En la pequeñez ordinaria y cotidiana de sus gentes, Alice señala los grandes temas de lo humano. Una trabajadora de frigorífico maneja todos los días docenas de cadáveres de aves para ser congeladas hasta intuir que su existencia transcurre en medio de la muerte y que aquellas carnes animales son su propia carne, ensangrentada por la misma sustancia. Una mujer toma el sol ante una piscina y, semidesnuda, seduce sin darse cuenta a un vecino que la mira y admira desde una ventana. Todo parece transcurrir entre un posible ligue y una real masturbación pero ambos descubren otra cosa: la seducción sólo es factible a distancia y es la distancia la que hace posibles a la seductora y al seducido. En la proximidad de los cuerpos estamos lejos el uno del otro.
Una mujer viaja de América a Europa y comprueba que su difunto marido tuvo una amante durante la guerra en la cual fue movilizado lejos de su país. De pronto, ella advierte que ha estado casada con un desconocido encubierto por la costumbre y la espera. Haciendo un fugaz cálculo, podemos dar con los grandes asuntos de nuestra condición: la muerte, el erotismo y la percepción del otro. Y todo con un aire narrativo que Alice presenta vestido con ropa de segunda mano.
Desde luego, estos resultados sólo se alcanzan con una fina disposición de la materia narrada. El manejo munriano de la lucidez y las trampas del recuerdo es muy fino y astuto, y la sitúa entre los grandes relatores de la memoria como el motor del cuento y la ambición de atrapar la vida en un texto. Veamos. Estoy contando, dice Alice, esta historia que tú me sabes. De repente, la interrumpo y me voy a otra historia que he de interrumpir a mi vez para volver a la abandonada.

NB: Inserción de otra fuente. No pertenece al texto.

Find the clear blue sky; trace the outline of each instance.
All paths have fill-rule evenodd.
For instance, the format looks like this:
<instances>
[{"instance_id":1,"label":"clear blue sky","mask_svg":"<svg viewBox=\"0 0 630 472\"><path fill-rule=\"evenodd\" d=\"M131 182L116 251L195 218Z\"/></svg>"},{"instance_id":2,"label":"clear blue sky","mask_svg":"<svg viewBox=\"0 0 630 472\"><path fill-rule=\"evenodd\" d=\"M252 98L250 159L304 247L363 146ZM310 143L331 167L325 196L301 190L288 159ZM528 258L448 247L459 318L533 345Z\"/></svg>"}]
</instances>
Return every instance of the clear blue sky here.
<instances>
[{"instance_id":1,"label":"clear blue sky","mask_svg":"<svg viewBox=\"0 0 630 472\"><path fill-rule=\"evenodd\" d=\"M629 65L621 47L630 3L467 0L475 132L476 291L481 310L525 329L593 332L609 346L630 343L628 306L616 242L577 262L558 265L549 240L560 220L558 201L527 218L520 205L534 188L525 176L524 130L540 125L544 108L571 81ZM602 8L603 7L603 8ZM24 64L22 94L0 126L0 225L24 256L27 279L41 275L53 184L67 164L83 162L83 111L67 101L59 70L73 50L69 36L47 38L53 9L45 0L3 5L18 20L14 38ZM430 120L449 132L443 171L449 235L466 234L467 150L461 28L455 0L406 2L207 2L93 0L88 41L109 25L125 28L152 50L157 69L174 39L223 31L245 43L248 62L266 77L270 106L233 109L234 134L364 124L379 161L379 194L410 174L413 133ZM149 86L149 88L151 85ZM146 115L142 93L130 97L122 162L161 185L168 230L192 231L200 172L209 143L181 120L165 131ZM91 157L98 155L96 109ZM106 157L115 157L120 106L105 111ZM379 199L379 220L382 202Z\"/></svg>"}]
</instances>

No es un juego para divertir o embrollar al lector sino una advertencia de la memoria misma: a pesar de que la narración es sucesiva, yo (la memoria) actúo fuera del tiempo donde el antes y el después conviven. Actúo en el Tiempo. De tal modo, los finales de Munro juegan a menudo a no ser finales sino interrupciones y abandonos del texto respecto de la historia. La historia, en efecto, es interminable y no cabe en ningún libro en particular ni en todos los libros escritor y por escribir. Con cierta cortesía de señora bien educada, Alice se llama a silencio, pide disculpas y nos señala, una vez más, otro de nuestros grandes temas: lo innumerable de nuestros días que son no los míos ni los tuyos sino los de todos quienes integramos la Gran Familia del Tiempo.